A team of researchers to which CUI Professor Andreas Hemmerich belongs proposes an experiment which will directly detect chiral order. Such a direct observation has been thought to be impossible.
Ultracold quantum gases in optical lattices offer unique possibilities to experimentally unravel the physics behind exotic quantum phases under well-controlled conditions in a lab. Using such experimental model systems researchers have recently demonstrated that p-orbital Bose systems can exist in a novel state of matter which exhibits both superfluidity and chiral order at the same time.
Extending these studies an international team of scientists has investigated how thermal fluctuations destroy the characteristics of such chiral superfluids. Their theoretical study, which appears in Nature Communications, is predicting a novel regime that appears between a chiral superfluidic phase at low temperatures and the normal liquid high temperature state. With increasing temperatures thermal fluctuations destroy first superfluidity, however, the chiral order unexpectantly persists. Only at even higher temperatures an Ising-like transition will take the chiral Bose liquid in a usual liquid state without local chirality.

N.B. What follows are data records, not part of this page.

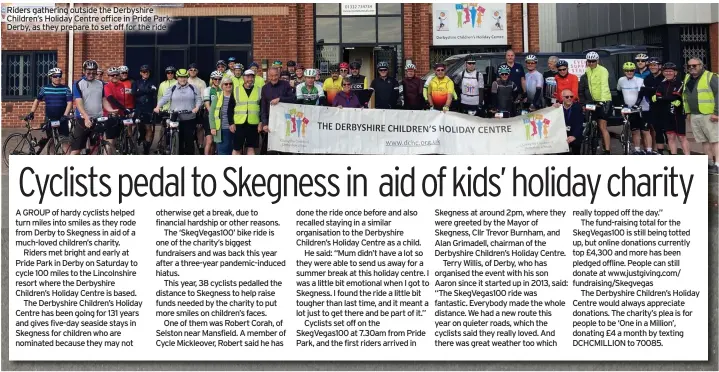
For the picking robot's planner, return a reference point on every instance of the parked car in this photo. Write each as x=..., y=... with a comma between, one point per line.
x=612, y=58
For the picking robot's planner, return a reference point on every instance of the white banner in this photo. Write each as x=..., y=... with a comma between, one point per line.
x=469, y=24
x=328, y=130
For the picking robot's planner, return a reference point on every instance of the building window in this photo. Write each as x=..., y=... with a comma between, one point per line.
x=24, y=73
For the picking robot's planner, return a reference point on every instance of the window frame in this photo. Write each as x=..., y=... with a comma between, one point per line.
x=33, y=73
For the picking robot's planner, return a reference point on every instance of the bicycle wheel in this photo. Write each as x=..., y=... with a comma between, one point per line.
x=175, y=143
x=16, y=144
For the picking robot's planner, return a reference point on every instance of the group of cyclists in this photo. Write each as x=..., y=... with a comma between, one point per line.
x=229, y=113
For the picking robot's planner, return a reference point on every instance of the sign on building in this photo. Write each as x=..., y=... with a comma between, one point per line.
x=469, y=24
x=359, y=9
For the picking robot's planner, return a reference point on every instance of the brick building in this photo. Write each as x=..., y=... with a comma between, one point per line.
x=317, y=35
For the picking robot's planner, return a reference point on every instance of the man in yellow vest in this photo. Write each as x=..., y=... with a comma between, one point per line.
x=246, y=115
x=700, y=95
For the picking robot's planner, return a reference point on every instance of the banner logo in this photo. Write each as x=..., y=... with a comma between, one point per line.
x=296, y=124
x=536, y=127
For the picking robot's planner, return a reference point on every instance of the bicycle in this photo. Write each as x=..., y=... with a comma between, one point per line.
x=591, y=130
x=625, y=138
x=129, y=135
x=171, y=133
x=97, y=138
x=27, y=144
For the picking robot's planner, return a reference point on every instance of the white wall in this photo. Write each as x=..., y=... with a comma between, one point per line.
x=548, y=28
x=692, y=13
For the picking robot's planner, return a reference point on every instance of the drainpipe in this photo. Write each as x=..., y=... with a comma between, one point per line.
x=70, y=53
x=525, y=27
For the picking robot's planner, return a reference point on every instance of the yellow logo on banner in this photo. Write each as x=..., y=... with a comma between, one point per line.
x=296, y=124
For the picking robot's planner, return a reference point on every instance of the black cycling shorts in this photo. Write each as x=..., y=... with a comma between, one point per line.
x=636, y=122
x=245, y=135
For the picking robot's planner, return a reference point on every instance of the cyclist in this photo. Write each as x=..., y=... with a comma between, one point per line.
x=629, y=86
x=231, y=62
x=167, y=84
x=332, y=85
x=516, y=74
x=209, y=97
x=439, y=91
x=359, y=83
x=504, y=93
x=58, y=103
x=183, y=97
x=565, y=80
x=347, y=98
x=470, y=86
x=291, y=67
x=199, y=84
x=259, y=81
x=551, y=90
x=344, y=70
x=89, y=96
x=310, y=92
x=642, y=69
x=534, y=83
x=596, y=89
x=668, y=100
x=145, y=93
x=386, y=88
x=412, y=88
x=573, y=119
x=119, y=98
x=245, y=115
x=651, y=82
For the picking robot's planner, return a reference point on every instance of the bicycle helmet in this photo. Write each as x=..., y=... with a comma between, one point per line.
x=592, y=56
x=89, y=65
x=669, y=66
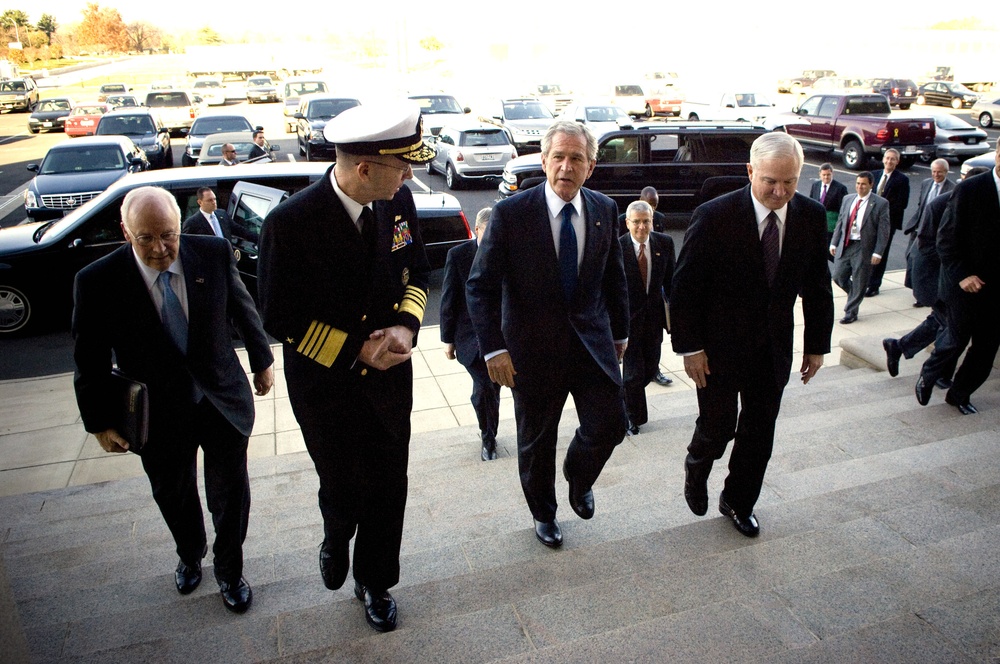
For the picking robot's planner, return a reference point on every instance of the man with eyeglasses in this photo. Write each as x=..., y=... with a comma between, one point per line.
x=343, y=282
x=162, y=304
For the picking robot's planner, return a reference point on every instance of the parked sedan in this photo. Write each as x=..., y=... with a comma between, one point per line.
x=83, y=119
x=471, y=152
x=946, y=93
x=205, y=125
x=50, y=114
x=957, y=139
x=145, y=130
x=986, y=110
x=74, y=172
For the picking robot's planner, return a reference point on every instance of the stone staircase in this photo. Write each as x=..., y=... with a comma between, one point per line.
x=880, y=542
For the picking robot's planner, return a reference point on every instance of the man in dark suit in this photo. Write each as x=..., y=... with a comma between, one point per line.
x=649, y=269
x=161, y=304
x=934, y=186
x=894, y=186
x=747, y=256
x=459, y=336
x=209, y=219
x=343, y=283
x=830, y=194
x=859, y=242
x=967, y=242
x=548, y=300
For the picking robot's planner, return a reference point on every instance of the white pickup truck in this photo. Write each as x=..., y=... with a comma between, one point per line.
x=746, y=106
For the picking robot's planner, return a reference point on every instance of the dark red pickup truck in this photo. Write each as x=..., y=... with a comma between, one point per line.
x=858, y=126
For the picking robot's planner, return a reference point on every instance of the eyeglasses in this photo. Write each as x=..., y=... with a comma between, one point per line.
x=148, y=240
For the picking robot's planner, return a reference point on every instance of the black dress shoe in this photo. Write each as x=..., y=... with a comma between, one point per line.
x=662, y=380
x=236, y=595
x=581, y=498
x=747, y=525
x=892, y=354
x=923, y=390
x=380, y=607
x=548, y=532
x=334, y=560
x=963, y=405
x=489, y=447
x=187, y=577
x=695, y=493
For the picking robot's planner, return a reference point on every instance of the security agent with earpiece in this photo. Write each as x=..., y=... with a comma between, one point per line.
x=343, y=285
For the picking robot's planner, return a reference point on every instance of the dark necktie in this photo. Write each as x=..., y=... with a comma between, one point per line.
x=770, y=243
x=172, y=314
x=567, y=253
x=850, y=222
x=643, y=265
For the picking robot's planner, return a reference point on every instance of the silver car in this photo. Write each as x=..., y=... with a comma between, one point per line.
x=471, y=152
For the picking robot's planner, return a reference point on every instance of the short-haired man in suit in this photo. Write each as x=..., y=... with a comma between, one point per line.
x=892, y=185
x=161, y=304
x=934, y=186
x=209, y=219
x=459, y=336
x=747, y=257
x=968, y=241
x=859, y=241
x=548, y=300
x=830, y=194
x=649, y=269
x=343, y=282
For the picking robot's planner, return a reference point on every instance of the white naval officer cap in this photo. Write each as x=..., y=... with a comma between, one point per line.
x=392, y=130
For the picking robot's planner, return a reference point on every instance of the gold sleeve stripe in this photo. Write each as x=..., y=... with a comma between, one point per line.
x=414, y=302
x=322, y=343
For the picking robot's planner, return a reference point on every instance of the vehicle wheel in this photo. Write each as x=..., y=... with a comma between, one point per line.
x=451, y=178
x=854, y=156
x=15, y=310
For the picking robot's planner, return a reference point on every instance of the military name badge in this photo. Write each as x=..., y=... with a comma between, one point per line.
x=401, y=234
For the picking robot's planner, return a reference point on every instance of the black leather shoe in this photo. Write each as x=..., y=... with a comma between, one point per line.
x=660, y=379
x=581, y=498
x=923, y=390
x=236, y=595
x=187, y=577
x=892, y=354
x=747, y=525
x=489, y=447
x=334, y=561
x=548, y=533
x=963, y=405
x=380, y=607
x=695, y=493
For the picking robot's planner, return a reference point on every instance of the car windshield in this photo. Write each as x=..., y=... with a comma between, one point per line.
x=526, y=110
x=329, y=109
x=54, y=105
x=126, y=125
x=86, y=160
x=438, y=104
x=209, y=125
x=473, y=139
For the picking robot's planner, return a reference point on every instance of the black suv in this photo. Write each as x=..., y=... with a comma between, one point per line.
x=684, y=161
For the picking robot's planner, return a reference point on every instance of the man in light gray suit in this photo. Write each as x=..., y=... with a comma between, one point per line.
x=859, y=242
x=930, y=189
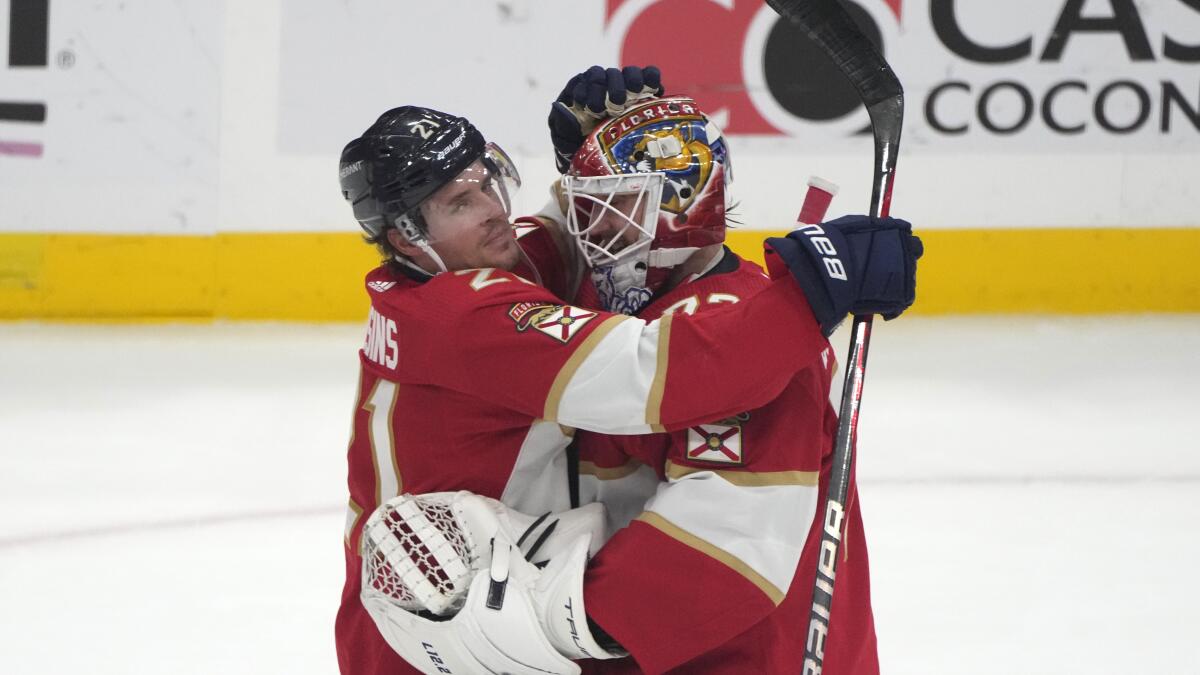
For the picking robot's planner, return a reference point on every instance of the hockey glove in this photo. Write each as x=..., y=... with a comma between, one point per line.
x=855, y=264
x=469, y=557
x=593, y=95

In addition to their theoretical analysis, the authors propose an experimental way that allows the direct observation of chiral order in an experiment. “For a long time chiral order could only be observed indirectly”, says Prof. Hemmerich. “We are currently setting up an experiment where we apply our ideas.” The scientists propose a rapid quench of the lattice potential which will convert the staggered angular moments into coherent oscillations which will directly show the chiral order. Such experiments require a delicate control of conditions. Prof. Hemmerich: “This is extremely challenging.”
Original: X. Li, A. Paramekanti, A. Hemmerich, and W. V. Liu, Proposed formation and dynamical signature of a chiral Bose liquid in an optical lattice, Nature Communications, Vol. 5, 3205 (2014), doi:10.1038/ncomms4205.